Thanks to efforts by galleries, museums, educational institutions and private collectors, there is “a very passionately dedicated audience for studio and contemporary jewelry, as evidenced by the emerging secondary market beyond the usual suspects like Alexander Calder and Harry Bertoia,” she continues.

She cites Art Smith as one of the artists who helped shape this jewelry era in the US, along with “mid-century artists like Sam Kramer and J. Fred Woell, who started working with found objects. During the period of protests against the Vietnam War, artists had a lot of things they wanted to say with their art, which was easier to do with found materials like bottle caps or bullet casings, for example. And that work, which begins around the 1960s, is very influential to young artists today. Upcycling, working with things that already exist to make something new, is very much an ethos of this generation.”

Bodies of work

One notable exhibit is jeweler Arline Fisch’s Body Ornament. “It’s this wonderful kind of transition piece,” says Gifford. “You can see the Scandinavian influence in it and also Fisch’s search for her own voice. The piece is in the form of a vestment, a beautiful silver neckpiece that extends down to the feet and down the back. It takes the mid-century aesthetic and extends it to the full body. When people walk into the gallery, there’s a familiarity to it that still feels new.”
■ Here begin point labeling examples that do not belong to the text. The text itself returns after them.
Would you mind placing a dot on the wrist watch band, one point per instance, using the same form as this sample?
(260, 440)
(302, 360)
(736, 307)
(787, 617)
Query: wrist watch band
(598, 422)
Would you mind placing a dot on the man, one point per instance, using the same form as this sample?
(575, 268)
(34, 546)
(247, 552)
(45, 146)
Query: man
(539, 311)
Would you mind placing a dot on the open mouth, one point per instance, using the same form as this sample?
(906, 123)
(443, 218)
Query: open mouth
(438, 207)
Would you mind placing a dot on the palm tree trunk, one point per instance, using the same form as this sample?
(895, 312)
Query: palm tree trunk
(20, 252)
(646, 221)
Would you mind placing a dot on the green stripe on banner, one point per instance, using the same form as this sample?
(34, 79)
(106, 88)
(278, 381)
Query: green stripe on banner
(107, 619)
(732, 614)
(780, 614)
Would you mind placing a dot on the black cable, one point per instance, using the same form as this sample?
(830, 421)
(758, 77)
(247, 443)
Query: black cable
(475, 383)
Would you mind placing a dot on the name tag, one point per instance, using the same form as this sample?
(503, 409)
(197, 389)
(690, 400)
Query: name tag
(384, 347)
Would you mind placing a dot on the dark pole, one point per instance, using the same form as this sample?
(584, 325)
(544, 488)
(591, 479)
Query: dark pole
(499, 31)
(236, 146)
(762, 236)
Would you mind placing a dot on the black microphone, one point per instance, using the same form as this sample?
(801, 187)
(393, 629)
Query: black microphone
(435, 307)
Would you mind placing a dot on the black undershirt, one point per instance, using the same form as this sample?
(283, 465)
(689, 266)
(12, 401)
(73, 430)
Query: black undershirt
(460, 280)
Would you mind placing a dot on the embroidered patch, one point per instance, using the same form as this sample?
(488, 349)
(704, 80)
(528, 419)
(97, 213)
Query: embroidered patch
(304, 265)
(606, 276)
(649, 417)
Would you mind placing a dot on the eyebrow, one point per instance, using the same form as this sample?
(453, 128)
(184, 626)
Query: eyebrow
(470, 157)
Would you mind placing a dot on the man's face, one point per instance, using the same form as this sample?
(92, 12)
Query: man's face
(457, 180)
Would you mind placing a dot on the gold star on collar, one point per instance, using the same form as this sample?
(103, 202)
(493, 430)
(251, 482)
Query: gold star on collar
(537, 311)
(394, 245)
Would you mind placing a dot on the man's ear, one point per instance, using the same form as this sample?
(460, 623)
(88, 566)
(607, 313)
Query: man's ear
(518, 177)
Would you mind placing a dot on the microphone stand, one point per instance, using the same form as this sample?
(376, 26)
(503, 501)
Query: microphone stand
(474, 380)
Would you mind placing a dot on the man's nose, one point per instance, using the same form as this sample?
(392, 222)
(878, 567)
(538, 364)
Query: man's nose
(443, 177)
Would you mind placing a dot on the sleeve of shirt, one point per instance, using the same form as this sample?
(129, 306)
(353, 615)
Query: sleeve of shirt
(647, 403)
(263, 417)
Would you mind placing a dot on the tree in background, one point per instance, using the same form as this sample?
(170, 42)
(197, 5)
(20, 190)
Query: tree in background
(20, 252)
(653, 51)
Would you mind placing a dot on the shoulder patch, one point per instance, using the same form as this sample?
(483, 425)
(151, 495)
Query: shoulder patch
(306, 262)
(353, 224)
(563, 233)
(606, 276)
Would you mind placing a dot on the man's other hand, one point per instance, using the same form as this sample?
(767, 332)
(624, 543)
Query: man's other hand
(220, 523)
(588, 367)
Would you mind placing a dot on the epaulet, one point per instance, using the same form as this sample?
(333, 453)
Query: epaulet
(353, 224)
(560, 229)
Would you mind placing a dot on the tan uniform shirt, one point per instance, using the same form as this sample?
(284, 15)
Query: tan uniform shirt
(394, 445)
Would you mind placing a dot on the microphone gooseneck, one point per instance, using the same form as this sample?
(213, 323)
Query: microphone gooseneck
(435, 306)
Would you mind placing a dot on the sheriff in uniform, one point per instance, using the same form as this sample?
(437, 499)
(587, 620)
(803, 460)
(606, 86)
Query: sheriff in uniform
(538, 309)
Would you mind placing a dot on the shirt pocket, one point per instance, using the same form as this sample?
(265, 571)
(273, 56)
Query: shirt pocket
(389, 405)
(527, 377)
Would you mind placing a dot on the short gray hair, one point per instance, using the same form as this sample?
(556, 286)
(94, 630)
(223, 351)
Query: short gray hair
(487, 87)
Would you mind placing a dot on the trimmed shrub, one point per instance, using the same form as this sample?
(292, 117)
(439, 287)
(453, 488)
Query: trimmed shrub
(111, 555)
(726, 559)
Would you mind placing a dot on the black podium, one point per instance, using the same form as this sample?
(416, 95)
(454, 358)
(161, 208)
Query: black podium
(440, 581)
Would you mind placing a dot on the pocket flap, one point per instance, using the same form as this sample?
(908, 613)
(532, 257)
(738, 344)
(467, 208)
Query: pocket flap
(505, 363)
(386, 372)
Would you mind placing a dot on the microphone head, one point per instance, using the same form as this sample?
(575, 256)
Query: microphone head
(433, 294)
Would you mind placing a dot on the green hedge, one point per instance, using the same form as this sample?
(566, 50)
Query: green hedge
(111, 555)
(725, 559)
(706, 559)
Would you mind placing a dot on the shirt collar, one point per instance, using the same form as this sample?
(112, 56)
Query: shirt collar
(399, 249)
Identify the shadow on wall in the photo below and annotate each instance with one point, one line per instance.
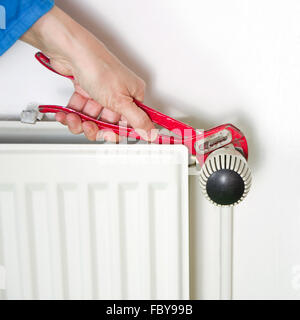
(116, 45)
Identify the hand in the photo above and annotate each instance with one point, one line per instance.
(103, 85)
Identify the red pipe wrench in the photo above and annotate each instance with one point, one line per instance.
(199, 143)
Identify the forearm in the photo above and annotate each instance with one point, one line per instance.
(65, 40)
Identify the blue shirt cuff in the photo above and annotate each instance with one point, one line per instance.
(24, 22)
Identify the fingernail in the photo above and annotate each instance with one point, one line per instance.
(152, 134)
(100, 137)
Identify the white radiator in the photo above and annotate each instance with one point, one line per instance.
(93, 222)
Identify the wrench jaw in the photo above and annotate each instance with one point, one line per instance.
(225, 177)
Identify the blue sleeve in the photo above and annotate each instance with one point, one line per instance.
(17, 16)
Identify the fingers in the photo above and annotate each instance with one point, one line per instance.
(138, 119)
(110, 116)
(107, 135)
(77, 101)
(92, 108)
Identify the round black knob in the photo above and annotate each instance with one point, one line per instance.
(225, 187)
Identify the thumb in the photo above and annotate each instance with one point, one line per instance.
(139, 120)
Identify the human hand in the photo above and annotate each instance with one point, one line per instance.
(104, 87)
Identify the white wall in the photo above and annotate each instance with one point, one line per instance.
(208, 62)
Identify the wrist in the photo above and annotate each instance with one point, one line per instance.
(63, 39)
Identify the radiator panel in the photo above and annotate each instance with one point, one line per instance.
(94, 222)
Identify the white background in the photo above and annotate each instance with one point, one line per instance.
(207, 63)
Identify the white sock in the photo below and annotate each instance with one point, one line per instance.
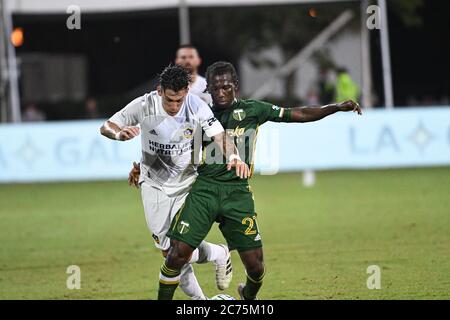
(211, 252)
(194, 256)
(189, 283)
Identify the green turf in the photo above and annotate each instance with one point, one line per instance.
(318, 242)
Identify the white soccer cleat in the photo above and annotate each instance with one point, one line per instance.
(224, 271)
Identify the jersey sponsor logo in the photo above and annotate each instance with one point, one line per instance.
(155, 237)
(236, 132)
(188, 133)
(211, 121)
(170, 148)
(239, 114)
(183, 227)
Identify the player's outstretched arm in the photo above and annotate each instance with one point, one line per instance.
(230, 151)
(133, 175)
(308, 114)
(113, 131)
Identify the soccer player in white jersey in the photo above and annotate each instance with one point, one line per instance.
(169, 119)
(188, 57)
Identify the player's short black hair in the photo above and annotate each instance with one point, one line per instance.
(174, 77)
(187, 46)
(220, 68)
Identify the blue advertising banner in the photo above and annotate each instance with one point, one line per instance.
(67, 151)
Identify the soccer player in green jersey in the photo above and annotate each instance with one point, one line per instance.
(219, 195)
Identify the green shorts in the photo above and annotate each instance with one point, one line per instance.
(229, 204)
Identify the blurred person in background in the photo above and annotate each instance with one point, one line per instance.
(32, 113)
(326, 84)
(346, 88)
(188, 57)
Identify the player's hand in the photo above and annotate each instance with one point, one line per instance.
(128, 133)
(133, 176)
(242, 170)
(349, 105)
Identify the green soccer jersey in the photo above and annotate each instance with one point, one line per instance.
(241, 121)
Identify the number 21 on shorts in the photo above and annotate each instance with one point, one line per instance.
(250, 222)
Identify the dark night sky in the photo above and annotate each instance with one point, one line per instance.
(126, 50)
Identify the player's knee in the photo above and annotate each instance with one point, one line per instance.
(256, 269)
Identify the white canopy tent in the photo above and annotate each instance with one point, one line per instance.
(10, 7)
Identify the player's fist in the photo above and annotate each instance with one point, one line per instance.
(133, 176)
(349, 105)
(242, 169)
(128, 133)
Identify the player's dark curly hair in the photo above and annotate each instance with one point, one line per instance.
(220, 68)
(174, 77)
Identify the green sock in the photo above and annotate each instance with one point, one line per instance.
(168, 282)
(252, 286)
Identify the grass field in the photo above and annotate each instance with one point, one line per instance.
(318, 242)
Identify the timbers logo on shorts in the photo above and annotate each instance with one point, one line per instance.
(183, 227)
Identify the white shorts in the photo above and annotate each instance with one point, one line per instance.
(159, 210)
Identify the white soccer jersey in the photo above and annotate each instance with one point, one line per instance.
(198, 88)
(168, 141)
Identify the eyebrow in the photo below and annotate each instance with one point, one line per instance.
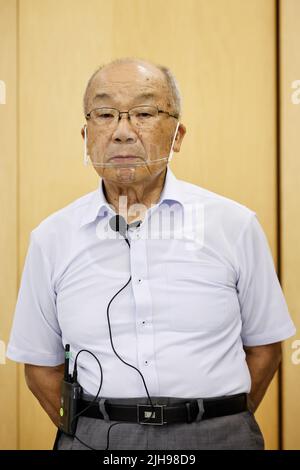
(140, 96)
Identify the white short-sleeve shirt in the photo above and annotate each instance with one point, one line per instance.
(203, 284)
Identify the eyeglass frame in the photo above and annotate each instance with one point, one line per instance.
(88, 115)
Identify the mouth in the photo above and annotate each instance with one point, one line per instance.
(124, 158)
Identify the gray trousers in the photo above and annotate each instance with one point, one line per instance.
(238, 431)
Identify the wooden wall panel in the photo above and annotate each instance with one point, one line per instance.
(223, 54)
(290, 196)
(8, 209)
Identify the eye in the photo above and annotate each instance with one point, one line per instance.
(106, 116)
(144, 115)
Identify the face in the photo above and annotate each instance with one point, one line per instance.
(124, 86)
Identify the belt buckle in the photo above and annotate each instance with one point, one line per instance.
(144, 413)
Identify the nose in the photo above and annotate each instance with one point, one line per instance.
(124, 132)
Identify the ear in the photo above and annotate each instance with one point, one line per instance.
(181, 131)
(82, 131)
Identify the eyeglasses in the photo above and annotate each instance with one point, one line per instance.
(140, 116)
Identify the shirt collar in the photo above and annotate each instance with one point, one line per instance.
(98, 205)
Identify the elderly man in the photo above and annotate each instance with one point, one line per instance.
(165, 292)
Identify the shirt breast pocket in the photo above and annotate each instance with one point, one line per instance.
(197, 297)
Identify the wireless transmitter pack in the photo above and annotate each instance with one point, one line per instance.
(70, 393)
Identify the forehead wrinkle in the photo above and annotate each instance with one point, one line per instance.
(144, 96)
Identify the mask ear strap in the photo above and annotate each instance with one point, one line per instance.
(171, 151)
(86, 156)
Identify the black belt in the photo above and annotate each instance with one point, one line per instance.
(183, 412)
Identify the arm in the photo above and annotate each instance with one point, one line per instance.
(45, 383)
(262, 361)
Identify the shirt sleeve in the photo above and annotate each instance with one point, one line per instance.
(264, 312)
(36, 336)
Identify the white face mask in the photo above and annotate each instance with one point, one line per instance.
(86, 158)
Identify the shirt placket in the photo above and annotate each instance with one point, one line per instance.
(143, 312)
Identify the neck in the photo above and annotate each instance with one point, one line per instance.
(124, 197)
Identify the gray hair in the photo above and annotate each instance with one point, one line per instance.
(171, 81)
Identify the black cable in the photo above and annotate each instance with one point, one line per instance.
(101, 372)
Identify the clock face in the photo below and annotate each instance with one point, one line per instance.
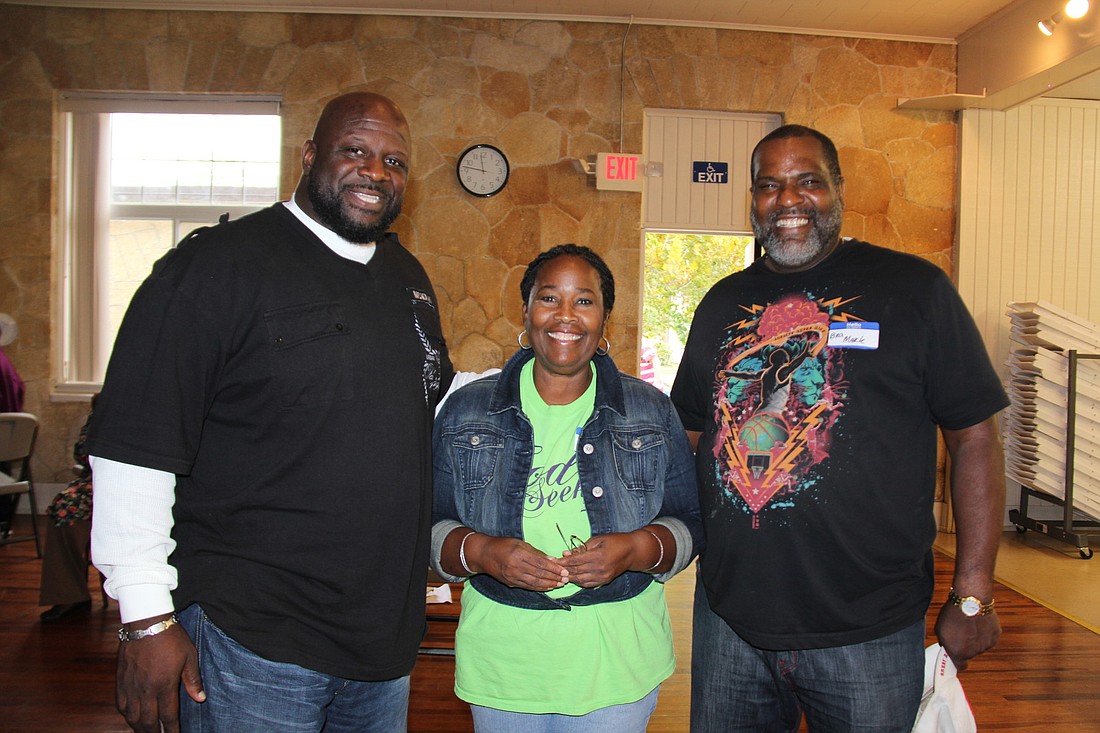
(483, 170)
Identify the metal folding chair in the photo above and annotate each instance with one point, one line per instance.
(18, 433)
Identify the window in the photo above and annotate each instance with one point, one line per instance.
(695, 215)
(140, 172)
(680, 269)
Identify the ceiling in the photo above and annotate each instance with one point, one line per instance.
(924, 20)
(936, 21)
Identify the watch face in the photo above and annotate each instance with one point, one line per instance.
(483, 170)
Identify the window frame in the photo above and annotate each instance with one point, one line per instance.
(83, 338)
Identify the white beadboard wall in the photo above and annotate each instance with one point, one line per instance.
(1029, 221)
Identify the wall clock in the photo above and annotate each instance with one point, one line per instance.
(482, 170)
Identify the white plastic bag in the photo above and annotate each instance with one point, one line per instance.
(944, 708)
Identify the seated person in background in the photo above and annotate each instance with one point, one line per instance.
(64, 583)
(564, 493)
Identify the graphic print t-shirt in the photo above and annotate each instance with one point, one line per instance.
(818, 395)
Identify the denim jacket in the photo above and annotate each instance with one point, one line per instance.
(635, 463)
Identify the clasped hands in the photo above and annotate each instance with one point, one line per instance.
(600, 560)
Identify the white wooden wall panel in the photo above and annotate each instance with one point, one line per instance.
(674, 139)
(1029, 220)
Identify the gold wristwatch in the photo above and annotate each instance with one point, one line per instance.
(970, 605)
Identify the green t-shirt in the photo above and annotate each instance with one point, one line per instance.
(561, 662)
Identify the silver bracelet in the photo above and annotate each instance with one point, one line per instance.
(659, 544)
(462, 553)
(152, 631)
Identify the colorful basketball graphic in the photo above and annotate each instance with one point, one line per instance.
(761, 431)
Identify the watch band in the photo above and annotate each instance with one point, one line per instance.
(152, 631)
(970, 604)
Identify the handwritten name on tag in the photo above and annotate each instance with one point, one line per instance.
(858, 335)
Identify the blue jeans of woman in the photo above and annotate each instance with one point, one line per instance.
(627, 718)
(875, 686)
(246, 693)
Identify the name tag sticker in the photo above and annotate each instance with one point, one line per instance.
(858, 335)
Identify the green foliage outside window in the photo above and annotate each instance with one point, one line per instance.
(680, 269)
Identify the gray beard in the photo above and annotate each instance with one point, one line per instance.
(825, 230)
(329, 207)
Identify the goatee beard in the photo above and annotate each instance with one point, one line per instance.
(824, 232)
(330, 208)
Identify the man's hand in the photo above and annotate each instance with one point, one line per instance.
(149, 675)
(965, 637)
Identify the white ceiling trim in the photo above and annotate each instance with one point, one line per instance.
(266, 7)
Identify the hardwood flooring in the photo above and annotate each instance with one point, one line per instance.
(61, 677)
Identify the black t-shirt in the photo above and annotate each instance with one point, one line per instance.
(292, 391)
(818, 395)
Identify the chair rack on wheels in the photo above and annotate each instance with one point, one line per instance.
(1067, 529)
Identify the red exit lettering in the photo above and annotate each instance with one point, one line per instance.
(622, 167)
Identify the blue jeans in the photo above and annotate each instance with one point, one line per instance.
(875, 686)
(627, 718)
(246, 693)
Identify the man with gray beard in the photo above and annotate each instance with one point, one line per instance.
(814, 384)
(262, 452)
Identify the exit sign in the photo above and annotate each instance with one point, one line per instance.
(618, 172)
(710, 172)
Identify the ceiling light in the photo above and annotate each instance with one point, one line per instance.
(1077, 8)
(1046, 28)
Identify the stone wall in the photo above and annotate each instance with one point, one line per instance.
(545, 91)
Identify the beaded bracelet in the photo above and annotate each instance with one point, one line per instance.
(659, 557)
(462, 553)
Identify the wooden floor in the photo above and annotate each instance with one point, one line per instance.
(59, 677)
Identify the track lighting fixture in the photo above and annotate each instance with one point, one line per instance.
(1074, 9)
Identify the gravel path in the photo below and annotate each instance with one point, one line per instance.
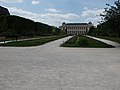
(50, 67)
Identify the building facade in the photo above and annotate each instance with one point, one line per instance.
(76, 28)
(4, 11)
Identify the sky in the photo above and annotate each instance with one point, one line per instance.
(55, 12)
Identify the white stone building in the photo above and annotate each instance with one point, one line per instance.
(76, 28)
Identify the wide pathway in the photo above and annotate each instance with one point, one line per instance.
(115, 44)
(50, 67)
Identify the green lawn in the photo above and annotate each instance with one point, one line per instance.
(82, 41)
(111, 38)
(34, 42)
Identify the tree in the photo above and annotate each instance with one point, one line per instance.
(111, 17)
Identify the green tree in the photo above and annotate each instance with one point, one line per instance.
(111, 17)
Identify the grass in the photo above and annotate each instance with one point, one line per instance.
(4, 39)
(82, 41)
(115, 39)
(34, 42)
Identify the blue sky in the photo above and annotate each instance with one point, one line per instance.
(54, 12)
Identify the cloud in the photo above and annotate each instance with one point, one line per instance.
(48, 18)
(52, 10)
(35, 2)
(12, 1)
(92, 15)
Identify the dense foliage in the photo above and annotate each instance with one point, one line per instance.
(110, 26)
(14, 26)
(82, 41)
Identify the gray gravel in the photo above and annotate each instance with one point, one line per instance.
(50, 67)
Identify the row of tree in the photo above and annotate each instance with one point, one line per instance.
(15, 26)
(110, 26)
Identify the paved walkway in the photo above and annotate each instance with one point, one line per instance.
(115, 44)
(50, 67)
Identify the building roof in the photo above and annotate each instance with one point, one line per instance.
(76, 24)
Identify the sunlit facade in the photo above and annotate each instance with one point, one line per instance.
(76, 28)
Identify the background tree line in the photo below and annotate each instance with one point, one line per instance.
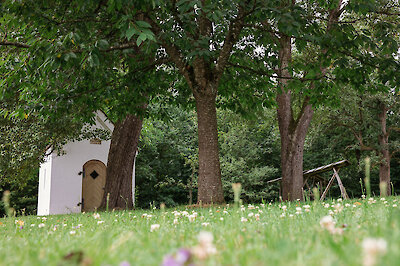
(68, 59)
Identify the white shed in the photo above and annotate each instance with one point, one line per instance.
(74, 182)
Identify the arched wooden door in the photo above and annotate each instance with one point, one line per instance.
(93, 183)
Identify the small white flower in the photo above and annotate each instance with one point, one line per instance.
(191, 218)
(154, 227)
(372, 248)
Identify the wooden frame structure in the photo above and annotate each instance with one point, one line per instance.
(313, 175)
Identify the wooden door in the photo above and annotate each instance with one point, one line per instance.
(93, 183)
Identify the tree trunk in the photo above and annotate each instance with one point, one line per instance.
(209, 180)
(384, 166)
(121, 156)
(293, 136)
(292, 132)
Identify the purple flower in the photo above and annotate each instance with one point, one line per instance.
(170, 261)
(125, 263)
(181, 258)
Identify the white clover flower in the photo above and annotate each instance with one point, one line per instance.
(328, 224)
(205, 247)
(154, 227)
(191, 218)
(372, 248)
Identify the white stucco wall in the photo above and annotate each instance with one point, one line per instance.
(66, 185)
(44, 186)
(62, 192)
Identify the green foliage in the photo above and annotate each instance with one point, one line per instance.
(249, 155)
(163, 170)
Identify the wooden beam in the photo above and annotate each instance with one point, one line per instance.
(325, 168)
(327, 187)
(342, 189)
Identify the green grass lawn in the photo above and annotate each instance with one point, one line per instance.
(251, 235)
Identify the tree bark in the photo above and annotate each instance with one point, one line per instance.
(384, 166)
(293, 136)
(121, 157)
(209, 179)
(292, 132)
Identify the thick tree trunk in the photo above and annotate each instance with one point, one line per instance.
(292, 132)
(121, 156)
(209, 180)
(293, 136)
(384, 166)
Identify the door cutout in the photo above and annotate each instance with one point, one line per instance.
(93, 183)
Woell’s subversive piece The Good Guys, meanwhile, is probably the best known among art jewelry enthusiasts, Gifford remarks. “It’s designed to look like a religious icon, but instead of the holy trinity, it shows images of Dick Tracy, Superman, and Little Orphan Annie framed with bullet shell casings. It asks questions about American culture: Do we worship popular culture as a kind of religion? And would we kill for capitalism? On the surface, it seems humorous, but when you take a deeper look, there are larger questions being asked by the artist, a signature of Woell.”

Among the other items she singles out is David Bielander’s Cardboard Crown, which is actually made of gold and “is always surprising.” In addition, “Madeleine Albright donated some of the pieces she wore during her time as [US] secretary of state, and people enjoy seeing them because she was communicating messages through her jewelry.”

Studio and contemporary jewelry was a field that embraced women artists, Gifford points out. One example is “a heart-wrenching piece” by Aline Berdichevsky about the US-Mexican border.

The essays by the experts add a great deal to the viewer’s experience. “All of these voices were necessary for people to understand that art is put on the map by the actions of many who believe in it, not just by a passionate few,” says Gifford.

“45 Stories in Jewelry: 1947 to Now” is on view at MAD through April 10. Jewelry Stories: Highlights from the Collection 1947-2019 has been published by Arnoldsche Art Publishers.